Mon Apr 01 2024
What happening during metagenome sequence result to actual feature
Sequencing (reads ⇒ contigs)
We can get original “reads” from metagenome sequencing results. The reads or so called are usually scattered and broken. Then we assemble high quality reads to contigs, which we considered as part of continued sequences containing enough information.
Many tools are useful in assembling reads to contigs, including:
- IDBA-UD (doi:10.1093/bioinformatics/bts174)
- MEGAHIT
- MetaSPAdes
- Ray Meta: handy for huge data
In this process, any database (for labeling name/function) will NOT be used. IDBA-UD, for example, only use de Bruijn graph approach which may detect just base alignment information especially at connecting part.
Labeling (contigs ⇒ genes)
The contigs are still unable to be treated as units for further analysis.
As we learned in Biology lessons: Genes exhibit degeneracy, which means the codons encoding same amino acid may differ. This feature also brings up with codon usage bias in species. However, this is beyond the scope of our current discussion. Moreover, most mutations in gene sequences, even if they alter the protein sequence, do not necessarily affect its function.
After considering those facts, many contigs, even with differences, should be treated as one unit (with abundance) in following analysis.
Thanks for previous work, there are many powerful databases containing quite a lot genes that have been studied their sequences (genotype) and functions (phenotype) already. It is convenient to classify those contigs into genes reasonably by sequence alignment.
But there will still be quite a few contigs not in databases playing important roles in research. Here is where Sequence clustering would be used. Many algorithms and methods apply on those unnamed contigs, grouping them as units for further analysis. CD-HIT as well as many other tools are designed for this process.
Now we have acknowledged variance on genes level but abundance of each gene. Noting that, it is reads instead of contigs aligned to specific gene which count for the abundance of the gene. It is reasonable to use reads instead of contigs since contigs actually ignore the abundance of reads directly from original sequence result. Contigs only concentrate on the reads’ elongation and try to get continuous sequences as long as possible. SOAPaligned (short oligonucleotide alignment program) is an improved ultrafast tool for short reads alignment and suitable for this case.
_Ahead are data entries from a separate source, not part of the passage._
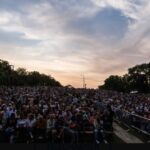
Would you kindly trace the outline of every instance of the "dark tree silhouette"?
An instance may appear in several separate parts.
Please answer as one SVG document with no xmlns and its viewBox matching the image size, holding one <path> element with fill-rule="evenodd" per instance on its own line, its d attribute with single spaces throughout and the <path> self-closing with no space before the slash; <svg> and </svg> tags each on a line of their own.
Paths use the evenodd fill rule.
<svg viewBox="0 0 150 150">
<path fill-rule="evenodd" d="M 130 92 L 136 90 L 142 93 L 150 92 L 150 63 L 136 65 L 128 69 L 123 77 L 111 75 L 101 89 Z"/>
<path fill-rule="evenodd" d="M 25 68 L 14 70 L 8 61 L 0 59 L 0 85 L 5 86 L 61 86 L 53 77 Z"/>
</svg>

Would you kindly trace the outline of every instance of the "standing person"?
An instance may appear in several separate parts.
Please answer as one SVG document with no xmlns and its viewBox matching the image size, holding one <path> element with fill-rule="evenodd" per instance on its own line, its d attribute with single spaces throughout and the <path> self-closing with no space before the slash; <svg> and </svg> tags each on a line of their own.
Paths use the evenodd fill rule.
<svg viewBox="0 0 150 150">
<path fill-rule="evenodd" d="M 103 120 L 99 114 L 94 118 L 94 136 L 97 144 L 104 142 Z"/>
<path fill-rule="evenodd" d="M 48 116 L 47 118 L 47 122 L 46 122 L 46 133 L 47 133 L 47 136 L 48 136 L 48 140 L 50 140 L 51 142 L 53 141 L 53 137 L 54 137 L 54 128 L 55 128 L 55 116 L 54 114 L 51 114 Z"/>
<path fill-rule="evenodd" d="M 64 120 L 62 117 L 57 118 L 55 122 L 56 136 L 55 140 L 57 143 L 64 142 Z"/>
<path fill-rule="evenodd" d="M 27 143 L 29 140 L 29 133 L 27 130 L 28 123 L 27 118 L 24 114 L 20 114 L 20 118 L 17 120 L 16 130 L 17 130 L 17 142 Z"/>
<path fill-rule="evenodd" d="M 8 138 L 9 143 L 15 142 L 15 131 L 16 131 L 16 123 L 17 120 L 15 118 L 15 114 L 11 114 L 10 118 L 7 120 L 7 124 L 5 126 L 5 133 Z"/>
<path fill-rule="evenodd" d="M 111 106 L 108 104 L 107 109 L 104 111 L 103 114 L 103 120 L 104 120 L 104 127 L 106 130 L 113 130 L 113 117 L 114 117 L 114 112 L 112 111 Z"/>
<path fill-rule="evenodd" d="M 27 128 L 30 136 L 30 142 L 34 139 L 34 125 L 36 123 L 36 119 L 33 114 L 29 114 L 27 118 Z"/>
<path fill-rule="evenodd" d="M 39 115 L 35 123 L 35 140 L 44 141 L 46 139 L 46 119 Z"/>
</svg>

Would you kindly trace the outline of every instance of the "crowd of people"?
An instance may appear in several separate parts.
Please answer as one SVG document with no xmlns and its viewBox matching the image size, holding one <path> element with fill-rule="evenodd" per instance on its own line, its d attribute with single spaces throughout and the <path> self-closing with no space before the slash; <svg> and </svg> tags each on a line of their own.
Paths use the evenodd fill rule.
<svg viewBox="0 0 150 150">
<path fill-rule="evenodd" d="M 76 143 L 91 134 L 91 142 L 107 143 L 115 109 L 150 119 L 150 97 L 65 87 L 0 87 L 0 142 Z"/>
<path fill-rule="evenodd" d="M 110 105 L 100 110 L 98 98 L 95 90 L 1 87 L 1 140 L 73 143 L 91 131 L 95 142 L 107 142 L 104 131 L 112 128 L 113 112 Z"/>
<path fill-rule="evenodd" d="M 115 120 L 150 136 L 150 95 L 100 91 L 103 104 L 110 103 Z"/>
<path fill-rule="evenodd" d="M 99 93 L 101 100 L 111 102 L 115 109 L 150 119 L 149 94 L 119 93 L 115 91 L 99 91 Z"/>
</svg>

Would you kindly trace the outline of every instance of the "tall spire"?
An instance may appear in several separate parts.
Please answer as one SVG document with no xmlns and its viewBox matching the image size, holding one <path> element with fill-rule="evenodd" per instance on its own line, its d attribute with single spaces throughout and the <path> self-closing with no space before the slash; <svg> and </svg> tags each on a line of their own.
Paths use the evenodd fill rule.
<svg viewBox="0 0 150 150">
<path fill-rule="evenodd" d="M 83 88 L 86 89 L 86 83 L 85 83 L 85 77 L 84 77 L 84 74 L 83 74 Z"/>
</svg>

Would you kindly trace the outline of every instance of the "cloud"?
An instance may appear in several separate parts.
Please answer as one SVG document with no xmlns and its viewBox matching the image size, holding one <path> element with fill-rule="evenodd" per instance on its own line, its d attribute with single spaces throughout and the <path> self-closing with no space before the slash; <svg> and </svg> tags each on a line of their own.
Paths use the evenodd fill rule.
<svg viewBox="0 0 150 150">
<path fill-rule="evenodd" d="M 149 61 L 149 15 L 149 0 L 1 0 L 0 56 L 96 87 Z"/>
<path fill-rule="evenodd" d="M 35 46 L 40 40 L 29 40 L 20 32 L 6 32 L 0 30 L 0 44 L 19 45 L 19 46 Z"/>
<path fill-rule="evenodd" d="M 138 11 L 145 5 L 147 0 L 92 0 L 100 8 L 112 7 L 122 11 L 129 18 L 138 19 Z"/>
<path fill-rule="evenodd" d="M 128 19 L 121 11 L 108 7 L 94 16 L 73 20 L 68 24 L 69 27 L 74 34 L 94 38 L 102 43 L 111 43 L 124 36 L 128 29 Z"/>
</svg>

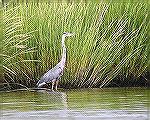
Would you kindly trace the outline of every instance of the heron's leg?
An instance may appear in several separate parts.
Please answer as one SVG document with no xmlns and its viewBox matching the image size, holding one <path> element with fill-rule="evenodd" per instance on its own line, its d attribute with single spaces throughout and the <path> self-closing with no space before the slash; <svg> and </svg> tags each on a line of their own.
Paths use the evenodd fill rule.
<svg viewBox="0 0 150 120">
<path fill-rule="evenodd" d="M 59 83 L 59 80 L 56 80 L 56 86 L 55 86 L 56 90 L 57 90 L 58 83 Z"/>
<path fill-rule="evenodd" d="M 55 81 L 52 81 L 52 91 L 54 91 L 54 84 L 55 84 Z"/>
</svg>

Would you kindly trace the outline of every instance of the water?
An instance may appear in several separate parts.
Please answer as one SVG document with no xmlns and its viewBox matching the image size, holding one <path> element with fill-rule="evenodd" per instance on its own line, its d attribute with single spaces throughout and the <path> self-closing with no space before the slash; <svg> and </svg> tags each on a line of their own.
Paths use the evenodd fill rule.
<svg viewBox="0 0 150 120">
<path fill-rule="evenodd" d="M 0 92 L 1 120 L 150 120 L 150 89 Z"/>
</svg>

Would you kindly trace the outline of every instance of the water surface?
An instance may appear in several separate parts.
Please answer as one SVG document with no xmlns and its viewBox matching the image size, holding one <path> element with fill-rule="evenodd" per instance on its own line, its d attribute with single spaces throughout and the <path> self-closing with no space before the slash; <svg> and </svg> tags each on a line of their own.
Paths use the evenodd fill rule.
<svg viewBox="0 0 150 120">
<path fill-rule="evenodd" d="M 0 92 L 2 120 L 149 120 L 146 88 Z"/>
</svg>

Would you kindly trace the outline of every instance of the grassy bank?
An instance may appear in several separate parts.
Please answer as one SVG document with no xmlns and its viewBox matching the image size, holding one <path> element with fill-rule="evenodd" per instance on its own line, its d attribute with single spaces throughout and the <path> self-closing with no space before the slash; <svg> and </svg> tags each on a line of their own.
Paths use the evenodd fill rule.
<svg viewBox="0 0 150 120">
<path fill-rule="evenodd" d="M 148 82 L 148 8 L 146 2 L 4 3 L 1 85 L 35 86 L 60 61 L 64 31 L 75 36 L 66 40 L 61 87 L 104 87 L 116 79 Z"/>
</svg>

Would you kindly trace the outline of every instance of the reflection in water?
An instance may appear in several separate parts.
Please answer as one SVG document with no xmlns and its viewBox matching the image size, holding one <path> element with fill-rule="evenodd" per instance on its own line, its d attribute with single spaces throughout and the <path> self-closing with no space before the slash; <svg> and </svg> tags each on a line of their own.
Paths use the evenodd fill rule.
<svg viewBox="0 0 150 120">
<path fill-rule="evenodd" d="M 148 120 L 150 90 L 1 92 L 3 120 Z"/>
</svg>

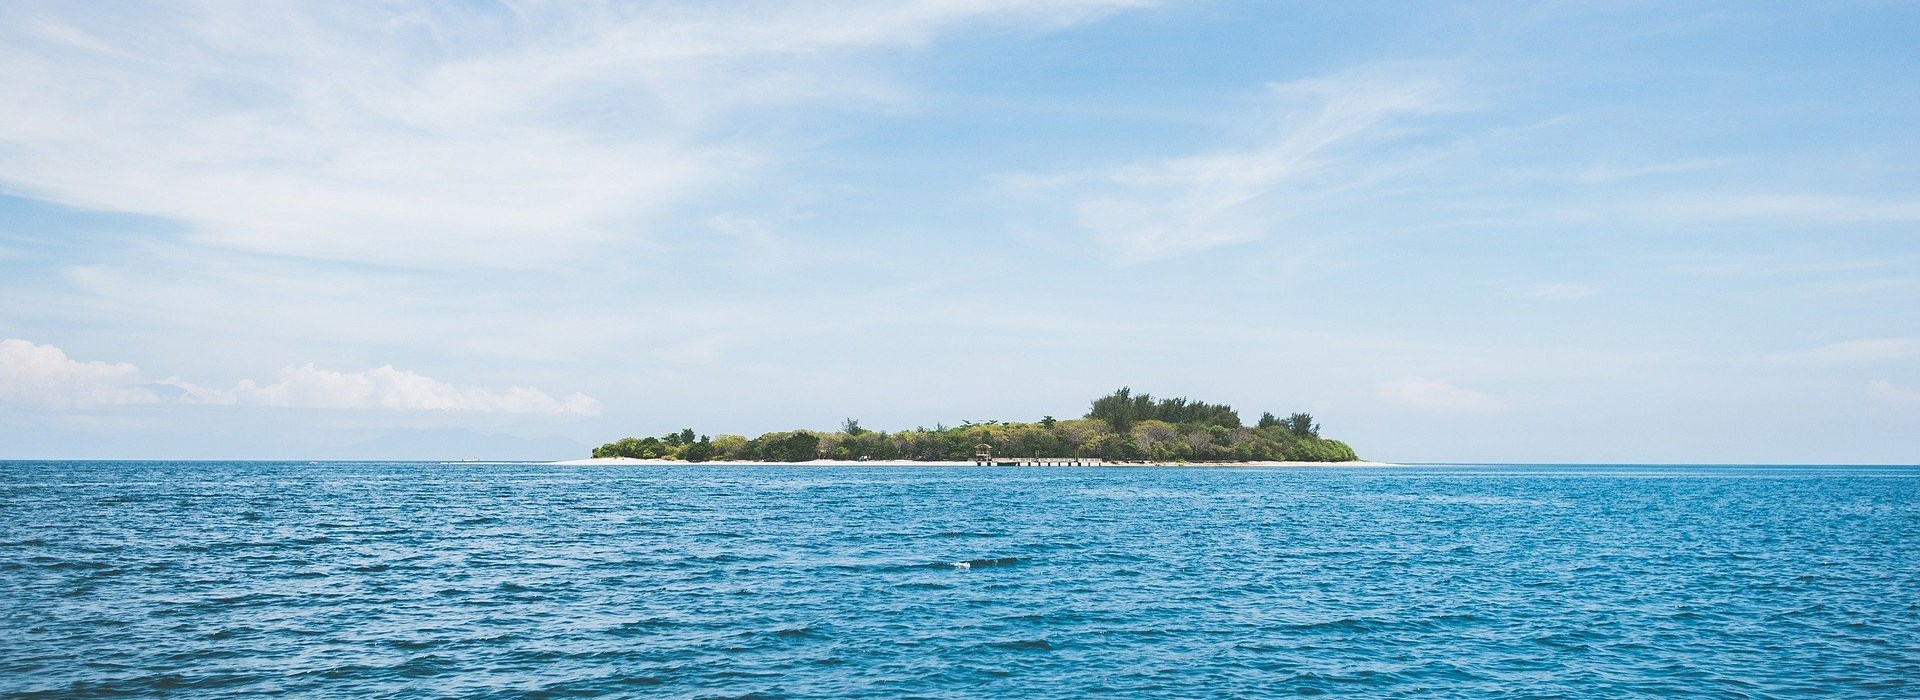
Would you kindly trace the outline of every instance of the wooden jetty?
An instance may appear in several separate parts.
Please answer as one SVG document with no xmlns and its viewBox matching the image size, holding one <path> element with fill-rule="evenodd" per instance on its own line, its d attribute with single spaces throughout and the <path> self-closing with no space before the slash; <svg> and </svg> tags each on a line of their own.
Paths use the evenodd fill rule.
<svg viewBox="0 0 1920 700">
<path fill-rule="evenodd" d="M 995 457 L 993 446 L 985 443 L 973 448 L 976 467 L 1098 467 L 1098 457 Z"/>
</svg>

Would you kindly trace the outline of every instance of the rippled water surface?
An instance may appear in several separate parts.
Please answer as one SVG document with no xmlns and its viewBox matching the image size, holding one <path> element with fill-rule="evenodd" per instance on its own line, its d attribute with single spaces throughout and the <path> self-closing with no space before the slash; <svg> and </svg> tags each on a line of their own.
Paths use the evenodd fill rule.
<svg viewBox="0 0 1920 700">
<path fill-rule="evenodd" d="M 1920 468 L 0 463 L 0 695 L 266 693 L 1915 697 Z"/>
</svg>

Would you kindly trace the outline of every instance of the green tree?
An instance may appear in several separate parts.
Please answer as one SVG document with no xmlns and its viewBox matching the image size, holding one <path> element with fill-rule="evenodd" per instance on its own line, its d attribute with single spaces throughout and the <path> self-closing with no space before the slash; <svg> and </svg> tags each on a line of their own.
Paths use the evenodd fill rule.
<svg viewBox="0 0 1920 700">
<path fill-rule="evenodd" d="M 715 435 L 713 437 L 713 459 L 728 461 L 752 459 L 747 456 L 747 436 Z"/>
<path fill-rule="evenodd" d="M 1160 399 L 1155 401 L 1152 394 L 1135 395 L 1128 387 L 1093 400 L 1088 418 L 1098 418 L 1113 426 L 1114 431 L 1129 433 L 1140 421 L 1159 420 L 1168 423 L 1196 423 L 1218 425 L 1223 428 L 1240 427 L 1240 414 L 1226 404 L 1194 401 L 1185 397 Z"/>
<path fill-rule="evenodd" d="M 867 432 L 867 429 L 860 427 L 860 421 L 854 420 L 852 418 L 848 418 L 842 423 L 840 423 L 840 432 L 846 433 L 848 435 L 857 436 L 861 433 Z"/>
<path fill-rule="evenodd" d="M 1087 411 L 1088 418 L 1098 418 L 1113 426 L 1116 433 L 1133 432 L 1134 422 L 1140 419 L 1142 405 L 1152 406 L 1153 397 L 1146 394 L 1133 395 L 1133 389 L 1120 387 L 1113 393 L 1093 400 L 1093 407 Z"/>
<path fill-rule="evenodd" d="M 680 457 L 689 462 L 705 462 L 713 459 L 713 453 L 713 441 L 702 435 L 698 442 L 687 445 L 687 449 L 681 451 Z"/>
<path fill-rule="evenodd" d="M 820 436 L 796 430 L 774 439 L 761 450 L 762 457 L 771 462 L 811 462 L 820 458 Z"/>
<path fill-rule="evenodd" d="M 649 438 L 651 439 L 651 438 Z M 605 445 L 593 448 L 595 457 L 640 457 L 640 441 L 630 437 L 620 438 Z"/>
</svg>

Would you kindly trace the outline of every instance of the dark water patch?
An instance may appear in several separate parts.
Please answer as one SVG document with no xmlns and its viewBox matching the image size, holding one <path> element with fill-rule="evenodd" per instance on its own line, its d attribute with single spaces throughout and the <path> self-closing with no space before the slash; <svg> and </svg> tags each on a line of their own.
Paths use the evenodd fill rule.
<svg viewBox="0 0 1920 700">
<path fill-rule="evenodd" d="M 966 561 L 947 562 L 946 566 L 955 569 L 986 569 L 996 566 L 1013 566 L 1020 563 L 1018 557 L 993 557 L 987 559 L 968 559 Z"/>
<path fill-rule="evenodd" d="M 446 644 L 446 642 L 439 639 L 389 639 L 386 640 L 384 644 L 389 648 L 400 651 L 425 651 Z"/>
<path fill-rule="evenodd" d="M 669 620 L 666 618 L 650 617 L 645 620 L 634 620 L 632 622 L 622 622 L 618 625 L 608 628 L 606 631 L 608 634 L 612 634 L 616 637 L 630 637 L 635 635 L 650 634 L 650 633 L 654 633 L 657 630 L 662 630 L 669 627 L 676 627 L 679 625 L 680 625 L 679 622 L 675 622 L 673 620 Z"/>
<path fill-rule="evenodd" d="M 225 629 L 218 629 L 218 630 L 214 630 L 212 632 L 207 633 L 207 639 L 210 639 L 213 641 L 225 641 L 228 639 L 236 639 L 240 637 L 253 636 L 255 634 L 259 634 L 259 632 L 260 630 L 255 629 L 253 627 L 247 627 L 247 626 L 228 627 Z"/>
</svg>

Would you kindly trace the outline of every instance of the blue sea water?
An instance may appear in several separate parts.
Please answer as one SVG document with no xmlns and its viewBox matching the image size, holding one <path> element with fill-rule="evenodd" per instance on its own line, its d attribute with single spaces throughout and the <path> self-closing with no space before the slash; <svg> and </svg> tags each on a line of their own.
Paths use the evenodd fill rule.
<svg viewBox="0 0 1920 700">
<path fill-rule="evenodd" d="M 268 694 L 1915 697 L 1920 467 L 0 463 L 0 695 Z"/>
</svg>

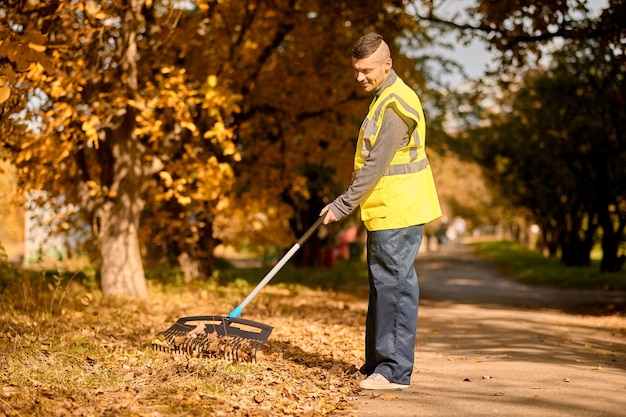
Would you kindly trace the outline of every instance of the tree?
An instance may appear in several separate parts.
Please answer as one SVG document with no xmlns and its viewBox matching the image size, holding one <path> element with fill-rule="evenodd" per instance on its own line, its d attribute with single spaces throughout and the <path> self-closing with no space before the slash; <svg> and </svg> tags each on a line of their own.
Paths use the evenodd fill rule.
<svg viewBox="0 0 626 417">
<path fill-rule="evenodd" d="M 499 72 L 515 72 L 539 60 L 554 42 L 577 44 L 592 40 L 602 48 L 619 45 L 626 37 L 626 4 L 608 0 L 544 0 L 541 2 L 476 0 L 464 13 L 442 17 L 446 2 L 417 3 L 416 16 L 436 27 L 457 31 L 459 39 L 483 39 L 498 52 Z M 623 57 L 620 58 L 623 61 Z"/>
<path fill-rule="evenodd" d="M 371 99 L 358 92 L 350 50 L 368 30 L 384 29 L 393 43 L 402 2 L 258 2 L 245 13 L 221 7 L 231 35 L 220 36 L 219 21 L 211 24 L 209 33 L 224 40 L 217 73 L 235 68 L 232 88 L 242 94 L 233 119 L 242 163 L 232 200 L 241 221 L 229 219 L 234 239 L 224 239 L 285 246 L 350 180 L 355 135 Z M 255 49 L 242 54 L 241 44 Z M 395 58 L 402 59 L 397 50 Z M 321 244 L 313 237 L 296 261 L 311 265 Z"/>
<path fill-rule="evenodd" d="M 626 224 L 626 85 L 618 61 L 596 51 L 589 42 L 526 74 L 504 111 L 470 138 L 502 195 L 532 211 L 551 254 L 588 265 L 601 227 L 608 272 L 619 269 Z"/>
<path fill-rule="evenodd" d="M 237 240 L 234 219 L 280 244 L 345 186 L 354 109 L 368 101 L 349 47 L 366 30 L 394 39 L 402 6 L 10 1 L 3 156 L 25 191 L 80 205 L 105 294 L 146 295 L 143 249 L 210 275 L 215 245 Z"/>
<path fill-rule="evenodd" d="M 560 248 L 564 262 L 587 264 L 596 231 L 601 227 L 601 269 L 619 268 L 619 245 L 624 240 L 624 196 L 623 189 L 616 186 L 622 180 L 622 173 L 615 164 L 623 158 L 620 126 L 623 126 L 624 108 L 621 97 L 626 59 L 622 43 L 626 36 L 623 23 L 626 4 L 613 0 L 602 5 L 585 0 L 540 3 L 478 0 L 465 12 L 443 18 L 434 3 L 422 2 L 416 15 L 435 28 L 454 28 L 461 41 L 483 39 L 500 62 L 490 75 L 499 81 L 504 94 L 516 88 L 520 70 L 537 67 L 542 58 L 549 61 L 545 56 L 551 51 L 557 51 L 555 59 L 559 62 L 538 79 L 525 78 L 524 82 L 530 84 L 519 94 L 510 96 L 521 109 L 509 109 L 504 115 L 492 118 L 494 125 L 485 131 L 502 139 L 517 137 L 524 144 L 530 141 L 531 148 L 536 142 L 545 147 L 566 144 L 567 149 L 555 155 L 553 149 L 534 148 L 535 153 L 529 155 L 522 142 L 479 142 L 475 150 L 483 156 L 491 155 L 483 161 L 494 164 L 487 166 L 487 171 L 503 176 L 495 181 L 510 202 L 532 208 L 534 217 L 543 226 L 544 240 L 551 253 Z M 477 84 L 474 104 L 479 102 L 484 87 L 484 83 Z M 581 108 L 581 99 L 595 105 Z M 541 110 L 532 106 L 540 106 Z M 516 113 L 526 111 L 522 116 Z M 556 120 L 533 117 L 539 113 L 554 114 Z M 567 122 L 559 124 L 564 117 L 568 118 Z M 540 139 L 533 135 L 539 135 Z M 453 147 L 467 149 L 468 145 L 459 140 Z M 545 172 L 541 161 L 549 164 L 556 178 Z M 522 163 L 524 166 L 518 166 Z M 573 175 L 575 179 L 566 179 L 559 173 Z M 550 193 L 542 190 L 548 191 L 549 184 L 557 195 L 558 207 L 547 204 L 551 201 Z"/>
<path fill-rule="evenodd" d="M 199 2 L 198 10 L 208 6 Z M 11 115 L 3 119 L 4 155 L 25 190 L 80 204 L 99 243 L 104 293 L 145 297 L 138 235 L 144 192 L 160 184 L 162 199 L 189 202 L 187 178 L 170 172 L 181 163 L 172 159 L 176 152 L 204 170 L 192 191 L 211 187 L 206 178 L 229 175 L 216 159 L 236 155 L 222 120 L 237 110 L 237 96 L 213 74 L 189 79 L 178 57 L 162 53 L 187 42 L 170 35 L 189 11 L 170 3 L 14 1 L 2 12 L 17 37 L 45 34 L 34 49 L 54 66 L 54 73 L 41 63 L 6 70 L 15 93 L 3 104 Z M 197 113 L 205 116 L 202 126 L 194 123 Z"/>
</svg>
CAGs (genes ⇒ gene groups)
Co-abundance gene groups (CAGs) are clusters of genes that tend to have similar abundance patterns across different samples. Such as abundance increasing/decreasing asynchronously, as well as other more complex pattern, across different samples.
Group genes by that is reasonable because genes may be functionally related, so that the abundance asynchronously changes based on the function is strong or not in different samples. In other words. Grouping genes based on their functional relationships is a reasoned approach, as gene abundances may vary asynchronously across different samples, reflecting the varying strengths of their functions. This method acknowledges that genes with similar roles may exhibit coordinated changes in expression levels in response to diverse biological contexts, thereby providing insights into the underlying regulatory mechanisms and functional dynamics.